Aflatoxin is a potent biological toxin produced by fungi Aspergillus flavus and A. parasiticus. Current quantification methods for aflatoxins are mostly established on immunoaffinity columns which are both costly and labor intensive. Inspired by smectites? high aflatoxin adsorption capacity and affinity, a novel aflatoxin quantification sensor based on smectite-polyacrylamide (PAM) nanocomposite was fabricated. First, a smectite-PAM nanocomposite film was synthesized on flat silicon substrates which assembled smectite particles from the clay suspension. A layer-by-layer assembly process was developed to achieve uniform morphology and thickness of the nanocomposite films. During the aflatoxin quantification process, positive correlations between the fluorescence intensity from the aflatoxin B1 (AFB1) adsorbed smectite-PAM nanocomposite films and the AFB1 concentration in the test solutions were obtained. The smectite-PAM nanocomposite film has shown similar AFB1 adsorption capabilities as the smectite.

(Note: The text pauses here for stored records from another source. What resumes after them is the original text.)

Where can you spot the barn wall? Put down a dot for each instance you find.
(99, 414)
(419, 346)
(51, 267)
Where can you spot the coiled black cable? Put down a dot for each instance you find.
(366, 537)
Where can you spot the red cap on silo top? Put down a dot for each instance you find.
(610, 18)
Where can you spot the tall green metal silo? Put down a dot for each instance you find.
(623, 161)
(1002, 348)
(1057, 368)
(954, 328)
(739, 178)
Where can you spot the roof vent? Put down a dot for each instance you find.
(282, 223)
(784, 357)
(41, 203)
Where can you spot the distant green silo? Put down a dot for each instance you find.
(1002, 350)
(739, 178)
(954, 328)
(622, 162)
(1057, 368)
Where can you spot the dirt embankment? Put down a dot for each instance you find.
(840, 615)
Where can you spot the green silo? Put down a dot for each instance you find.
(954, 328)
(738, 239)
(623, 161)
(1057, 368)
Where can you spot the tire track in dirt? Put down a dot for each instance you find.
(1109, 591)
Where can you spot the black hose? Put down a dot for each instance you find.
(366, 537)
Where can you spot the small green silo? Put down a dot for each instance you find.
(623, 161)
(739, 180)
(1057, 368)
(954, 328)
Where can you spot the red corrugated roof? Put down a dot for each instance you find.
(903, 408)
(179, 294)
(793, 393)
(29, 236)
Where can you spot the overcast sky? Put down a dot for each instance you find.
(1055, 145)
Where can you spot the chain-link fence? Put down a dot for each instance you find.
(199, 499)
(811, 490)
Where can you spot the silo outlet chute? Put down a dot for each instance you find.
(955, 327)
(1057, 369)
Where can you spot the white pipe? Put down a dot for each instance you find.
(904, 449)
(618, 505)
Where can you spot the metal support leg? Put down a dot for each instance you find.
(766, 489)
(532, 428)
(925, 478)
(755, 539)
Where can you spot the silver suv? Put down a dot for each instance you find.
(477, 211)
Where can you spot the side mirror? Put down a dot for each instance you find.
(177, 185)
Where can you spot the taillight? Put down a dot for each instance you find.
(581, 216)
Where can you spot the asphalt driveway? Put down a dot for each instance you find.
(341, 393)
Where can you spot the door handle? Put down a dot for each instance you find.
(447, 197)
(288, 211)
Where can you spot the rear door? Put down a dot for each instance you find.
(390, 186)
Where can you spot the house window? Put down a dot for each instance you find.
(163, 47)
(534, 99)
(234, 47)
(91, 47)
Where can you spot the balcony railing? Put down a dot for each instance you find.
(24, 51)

Second, the smectite-PAM nanocomposite film was optimized in order to achieve the aflatoxin quantification at ppb level (below 20ppb) in corn extraction solutions. The smectite was modified by Ba2+, which had demonstrated to be able to improve its aflatoxin adsorption capacity. PAM aqueous solutions with the mass concentration ranging from 0.8% to 0.001% were tested. The results showed that the nanocomposite synthesized from 0.005% concentration of PAM solution generated the best properties. After the optimization, the smectite-PAM nanocomposite films achieved the detection of aflatoxin B1, B2, G1 and G2 (AFB2, AFG1 and AFG2) in 10 ppb corn extraction solution. Aflatoxin quantifications in AFB1 and AFB2 mixture solution, AFB1 and AFB2 mixture solution and AFB1 and AFG1 mixture solution were conducted, and the recoveries of last test ranged from 90.52% to 110.11% at low aflatoxin concentration (below 20 ppb).

Third, in order to shorten the quantification duration and simplify the detection process, a novel aflatoxin detection array based on smectite-PAM nanocomposite and an improved fluorometric quantification method were developed. Through a microfluidic chip, the reaction time was reduced to 10~20min. Two concentration levels (20~80ppb/5~15ppb) of aflatoxin B1 spiked corn extraction solutions were tested. In the fluorometric quantification step, a common lab-use 365 nm ultraviolet lamp replaced the spectrofluorometer which simplified and accelerated the process.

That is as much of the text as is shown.